I really wonder though where they got the name "voet" from, because it is not a US name to my knowledge. Have they been using foreign name-databases and been squatting on those? Maybe did they search on the net for "identities" and found out voet is a last name for a lot of people around here in the country?.
It does not even stop here
Next to that you can get sued because of three matching letters in your own nickname. Like being sued by the Zurcher Kantonal Bank (ZKB).
The name "ZKBOI" on the web (www.zkboi.com, net, org and
The case is solved "well" though the name cannot be used to the fullest extend anymore. (or fines need to be paid to them)
More information about the court case can be found here.
Since when do you need to fight so hard to keep your own name on the Internet?
--- I am known for the ones who want to find me on the net. Is that a privacy risk or a privilege? One might wonder..
Domain name disputes are ridiculous when compared to trade mark law. Trade mark law rights should supersede domain name allocation policies as it is those opportunists who attempt to usurp the rights of the respect trade mark owners.

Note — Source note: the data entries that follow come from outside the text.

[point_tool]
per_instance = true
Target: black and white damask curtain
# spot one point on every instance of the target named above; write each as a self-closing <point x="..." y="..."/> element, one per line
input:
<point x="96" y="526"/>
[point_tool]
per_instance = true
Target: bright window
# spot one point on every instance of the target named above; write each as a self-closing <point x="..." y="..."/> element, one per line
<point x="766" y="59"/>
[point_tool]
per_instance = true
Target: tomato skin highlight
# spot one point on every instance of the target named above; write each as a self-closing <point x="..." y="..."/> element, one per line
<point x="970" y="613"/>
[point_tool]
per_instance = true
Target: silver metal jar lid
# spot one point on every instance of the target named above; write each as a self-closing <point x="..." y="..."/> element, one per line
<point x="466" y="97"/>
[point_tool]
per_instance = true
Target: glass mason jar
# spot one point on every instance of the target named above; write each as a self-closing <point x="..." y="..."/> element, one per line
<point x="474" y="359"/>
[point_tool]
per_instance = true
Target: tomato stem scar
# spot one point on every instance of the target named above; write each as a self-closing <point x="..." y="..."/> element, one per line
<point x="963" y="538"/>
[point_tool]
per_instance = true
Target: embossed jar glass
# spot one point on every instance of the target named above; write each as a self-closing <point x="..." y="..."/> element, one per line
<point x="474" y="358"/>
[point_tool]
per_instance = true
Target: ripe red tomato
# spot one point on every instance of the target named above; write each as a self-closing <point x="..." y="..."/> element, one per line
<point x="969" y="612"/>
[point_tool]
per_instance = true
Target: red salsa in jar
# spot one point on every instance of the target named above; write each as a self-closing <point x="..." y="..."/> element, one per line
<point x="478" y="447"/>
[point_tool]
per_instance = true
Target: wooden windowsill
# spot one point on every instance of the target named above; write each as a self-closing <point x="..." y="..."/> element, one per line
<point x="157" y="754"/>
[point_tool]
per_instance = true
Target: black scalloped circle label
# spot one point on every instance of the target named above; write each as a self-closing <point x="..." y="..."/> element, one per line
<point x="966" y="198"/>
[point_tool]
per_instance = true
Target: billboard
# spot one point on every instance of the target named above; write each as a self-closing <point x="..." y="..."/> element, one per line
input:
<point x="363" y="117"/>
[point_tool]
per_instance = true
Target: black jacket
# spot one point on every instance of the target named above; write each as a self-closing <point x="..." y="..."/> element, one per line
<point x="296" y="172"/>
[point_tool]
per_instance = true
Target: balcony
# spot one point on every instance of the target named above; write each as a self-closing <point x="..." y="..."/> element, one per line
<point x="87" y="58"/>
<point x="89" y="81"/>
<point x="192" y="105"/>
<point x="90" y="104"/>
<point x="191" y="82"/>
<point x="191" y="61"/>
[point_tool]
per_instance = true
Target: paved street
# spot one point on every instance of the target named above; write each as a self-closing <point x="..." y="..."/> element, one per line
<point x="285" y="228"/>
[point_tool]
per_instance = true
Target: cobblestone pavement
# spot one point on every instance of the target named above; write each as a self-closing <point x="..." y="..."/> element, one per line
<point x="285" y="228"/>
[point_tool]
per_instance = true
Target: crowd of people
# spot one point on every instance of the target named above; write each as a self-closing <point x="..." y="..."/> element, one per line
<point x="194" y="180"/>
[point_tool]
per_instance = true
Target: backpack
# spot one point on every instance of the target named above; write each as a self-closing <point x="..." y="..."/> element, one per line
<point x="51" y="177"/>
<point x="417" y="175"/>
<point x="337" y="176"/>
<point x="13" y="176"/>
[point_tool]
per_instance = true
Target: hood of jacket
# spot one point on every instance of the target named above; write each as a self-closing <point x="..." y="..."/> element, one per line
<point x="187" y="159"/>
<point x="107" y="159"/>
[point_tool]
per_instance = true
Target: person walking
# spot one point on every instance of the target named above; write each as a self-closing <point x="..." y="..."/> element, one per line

.com's should be restricted to only business use. If you do not trade with that domain name, then you must surrender it. That being the case, if you trade with it, and do not own the trade mark, then you should be forced to give it up to the rightful trade mark owner.
Ah, so that's what Nabisco means.
I always wondered that.
Actually I didn't, I never cared before now, in fact I probably heard it before and forgot it, but nonetheless it's another completely useless piece of trivia to add to the collection. Which is good.
Next week, Sanitarium and the Sanctified Italian Arable Irrigated Umpires Corp.
Further to my last post - classes can be broken down into sub-classes.
WIPO knows which sub-class would cause no confussion with others.
How about blocking people / companies from having more than one TLD with the same prefix? If you chose "nestle.com", kiss "nestle.org, nestle.net, nestle.info, nestle.biz" (etc) goodbye.
Whaddya think folks? Think it'll fly? I'm pretty ticked at a company using MY surname, too. That (expletive deleted) tactic makes it needlessly difficult for others in our wide-spread family to find each other.